By Will Hall, Baptist Message executive editor
NEW ORLEANS, La. (LBM) – Steve Horn, executive director for Louisiana Baptists, said he was thrilled the 5th U.S. Circuit Court of Appeals had ruled that Louisiana can cut off funds to Planned Parenthood.
“We are a staunch pro-life state and we do not believe our healthcare dollars should support abortion providers,” he told the Baptist Message.
Horn made his statement after the federal appeals court in New Orleans voted 11-5, just days before Thanksgiving, that Louisiana and Texas could ban Planned Parenthood from receiving government money. The majority included five judges appointed by President Trump.
The full court overturned a three-judge panel that had ruled against Louisiana’s ban, upheld by a 7-7 deadlock of the full court in 2017.
Planned Parenthood is the largest single provider of abortions in the United States, performing 40 percent of all abortions in the country, nearly 346,000, in 2018 (most recent available data).

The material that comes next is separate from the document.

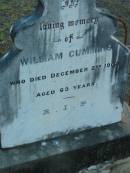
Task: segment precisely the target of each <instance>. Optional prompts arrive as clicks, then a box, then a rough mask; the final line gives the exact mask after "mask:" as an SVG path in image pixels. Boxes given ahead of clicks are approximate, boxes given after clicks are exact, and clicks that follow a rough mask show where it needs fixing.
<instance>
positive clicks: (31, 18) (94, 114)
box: [0, 0, 130, 148]
mask: <svg viewBox="0 0 130 173" xmlns="http://www.w3.org/2000/svg"><path fill="white" fill-rule="evenodd" d="M115 31H116V21H115V20H114V18H112V16H111V15H108V14H105V12H103V11H100V10H99V9H96V7H95V1H94V0H91V1H90V0H82V1H81V0H75V1H65V0H62V1H59V0H55V1H53V0H44V1H43V0H40V1H39V4H38V7H37V9H36V11H35V13H33V14H32V16H29V17H24V18H22V19H21V20H19V21H18V22H16V23H15V24H14V25H13V26H12V28H11V37H12V39H13V41H14V47H13V48H12V50H11V51H10V52H8V53H7V54H6V55H5V56H4V57H2V59H1V60H0V86H1V89H0V131H1V144H2V147H3V148H9V147H16V146H19V145H24V144H29V143H33V142H37V141H40V140H45V139H50V138H52V137H57V136H61V135H63V134H68V133H72V132H75V131H81V130H84V129H90V128H94V127H100V126H104V125H107V124H112V123H115V122H118V121H120V120H121V112H122V98H121V96H122V92H123V86H124V83H125V81H126V80H127V65H128V60H129V57H130V56H129V55H130V54H129V51H128V49H127V48H126V47H125V46H124V45H122V44H121V43H120V42H119V41H118V40H116V38H114V37H113V34H114V33H115ZM43 144H44V143H43Z"/></svg>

The organization received more than a third of its $1.6 billion budget in Medicaid reimbursements and Title X grants, $616 million (or 38 percent) in 2019, although that money could not be used directly for abortions.
The Louisiana law to defund Planned Parenthood was written in 2018 by now-retired Rep. Frank Hoffman, a member of First Baptist Church, West Monroe. Act 491 prohibits government funding to clinics financially tied to or physically co-located with an abortion facility. His legislation followed by three years a Louisiana Baptist Convention resolution calling for lawmakers to defund Planned Parenthood.
Meanwhile, the Texas attorney general had a strong reaction to the effect on Texas’s pro-life legislation.
“Planned Parenthood is not a ‘qualified’ provider under the Medicaid Act,” Ken Paxton said in a statement released by his office, “and it should not receive public funding through the Medicaid program.”